Pete's Place provides youth shelter

New 24,000-square-foot Goodwill Inn features Pete's Place geared to housing homeless youth ages 14-18

By Carol South
Herald contributing writer

From couch surfing to living in their car to crashing in abandoned barns, homeless youth in the region will soon have another option: Pete's Place.

A portion of the new 24,000-square-foot Goodwill Inn is a wing geared to housing youth ages 14-18. These young people in crisis may stay for up to two weeks while staff from Third Level Crisis Center, which administers Pete's Place, helps them find a safer solution, such as reuniting with their family, moving to a foster home or a host home or staying with relatives.

While many residents deny that there is a homeless youth problem, said Steven Hampton of Third Level, the organization can identify 180 of them in it's ten-county service area. The problem remains hidden in part because these underage, not-yet-legal youth are working to avoid notice.

"They'll find a place to stay wherever they need to,” said Hampton, who serves as both executive director and clinical director of the 34-year-old non-profit agency. "Sometimes they are not making very healthy choices, like going home with strange people where they can be exploited by an adult saying, 'Hey come home with me.'”

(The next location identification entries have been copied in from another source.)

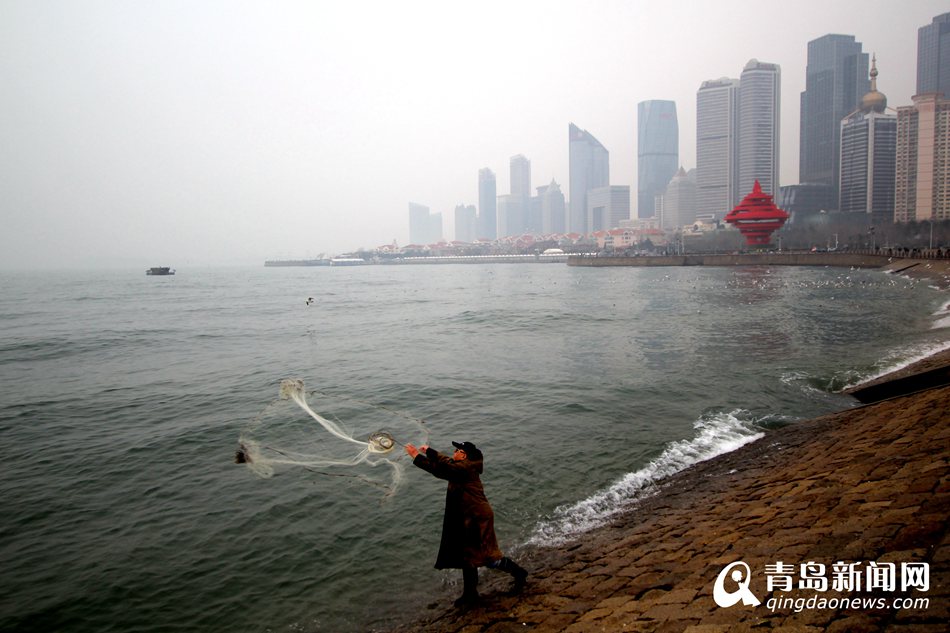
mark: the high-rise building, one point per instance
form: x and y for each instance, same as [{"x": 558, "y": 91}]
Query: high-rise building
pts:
[
  {"x": 717, "y": 146},
  {"x": 553, "y": 209},
  {"x": 933, "y": 56},
  {"x": 679, "y": 200},
  {"x": 759, "y": 119},
  {"x": 520, "y": 171},
  {"x": 806, "y": 200},
  {"x": 520, "y": 181},
  {"x": 466, "y": 223},
  {"x": 922, "y": 182},
  {"x": 487, "y": 209},
  {"x": 836, "y": 77},
  {"x": 424, "y": 227},
  {"x": 868, "y": 155},
  {"x": 657, "y": 151},
  {"x": 589, "y": 169},
  {"x": 607, "y": 207},
  {"x": 511, "y": 214}
]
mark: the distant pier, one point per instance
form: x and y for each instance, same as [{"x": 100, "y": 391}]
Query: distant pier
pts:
[{"x": 851, "y": 259}]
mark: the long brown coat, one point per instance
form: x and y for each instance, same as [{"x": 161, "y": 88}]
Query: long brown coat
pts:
[{"x": 468, "y": 527}]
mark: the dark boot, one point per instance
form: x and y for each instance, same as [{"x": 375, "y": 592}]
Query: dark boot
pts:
[
  {"x": 511, "y": 567},
  {"x": 470, "y": 592}
]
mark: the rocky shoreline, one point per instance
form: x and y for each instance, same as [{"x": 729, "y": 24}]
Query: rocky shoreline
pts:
[{"x": 866, "y": 485}]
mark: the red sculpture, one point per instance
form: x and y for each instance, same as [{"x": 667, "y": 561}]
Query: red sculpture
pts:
[{"x": 757, "y": 217}]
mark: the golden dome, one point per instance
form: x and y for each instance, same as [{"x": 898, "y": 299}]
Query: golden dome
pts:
[{"x": 874, "y": 100}]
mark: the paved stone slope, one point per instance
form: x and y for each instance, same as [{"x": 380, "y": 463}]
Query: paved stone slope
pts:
[{"x": 866, "y": 484}]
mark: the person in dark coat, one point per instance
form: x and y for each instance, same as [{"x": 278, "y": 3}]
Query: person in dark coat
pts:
[{"x": 468, "y": 526}]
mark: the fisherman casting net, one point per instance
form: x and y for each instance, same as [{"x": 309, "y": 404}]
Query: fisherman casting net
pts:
[{"x": 280, "y": 437}]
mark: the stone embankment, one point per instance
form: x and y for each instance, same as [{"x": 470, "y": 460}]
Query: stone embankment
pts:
[{"x": 869, "y": 484}]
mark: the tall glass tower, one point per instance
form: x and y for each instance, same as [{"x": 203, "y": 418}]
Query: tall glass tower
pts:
[
  {"x": 589, "y": 169},
  {"x": 868, "y": 158},
  {"x": 487, "y": 201},
  {"x": 657, "y": 151},
  {"x": 933, "y": 56},
  {"x": 836, "y": 78},
  {"x": 716, "y": 146},
  {"x": 759, "y": 118}
]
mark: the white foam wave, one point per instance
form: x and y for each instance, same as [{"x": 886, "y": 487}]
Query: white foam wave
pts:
[
  {"x": 716, "y": 434},
  {"x": 899, "y": 359}
]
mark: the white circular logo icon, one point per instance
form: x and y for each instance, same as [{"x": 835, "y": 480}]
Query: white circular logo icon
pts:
[{"x": 726, "y": 598}]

Pete's Place has room for up to nine teens at a time in the facility's three two-bunk rooms, five one-bunk rooms and one suite. A common space will hold a kitchenette, couches, tables and other amenities for teens such as electronic games.

The youth wing is separated by a locked door from the adult areas of the Goodwill Inn, which will be able to house up to 70 adults or families and will be administered by the Goodwill staff. The Goodwill Inn includes a mens' wing, a women's wing and a family area that has three two-bedroom units and four one-bedroom units, each including a separate bath and kitchenette. The facility's commercial kitchen will prepare meals for residents as well as the Meals on Wheels program. A small kitchenette in the public area will allow residents to prepare snacks or light meals as needed.

Goodwill Inn and Third Level staff and community members broke ground for the new $4.7 million Goodwill Inn shelter and Pete's Place just a year ago. That culminated five years of fundraising and planning for an expanded facility to replace the crowded Goodwill Inn on US 31 North. Funds for the shelter included federal and state grants as well as a $400,000 award from Rotary Charities and two individual donations of a half million each.

"The community really supported this, it's been terrific,” said Cecil McNally, executive director of the Goodwill Inn.

The stopgap of Pete's Place allows Third Level staff to assess the individual situation of a homeless youth and create an optimal solution. Where possible, the goal is to reunite the teen with family while supporting all parties with individual and family counseling. If that is not workable "” realistically, all the kids do not get placed place back home "” Third Level will help find another home.

"We want positive placements, where parents and kids, wherever they go they agree that this is the place they need to be,” said Hampton. "We look at family, friends, relatives and all the other options.”

The new Goodwill Inn and Pete's Place will host a public ribbon-cutting ceremony on Sunday, November 19, at 1:30 p.m. An open house including tours of the facilities follows until 4 p.m. The shelter is located at 2943 Keystone Road.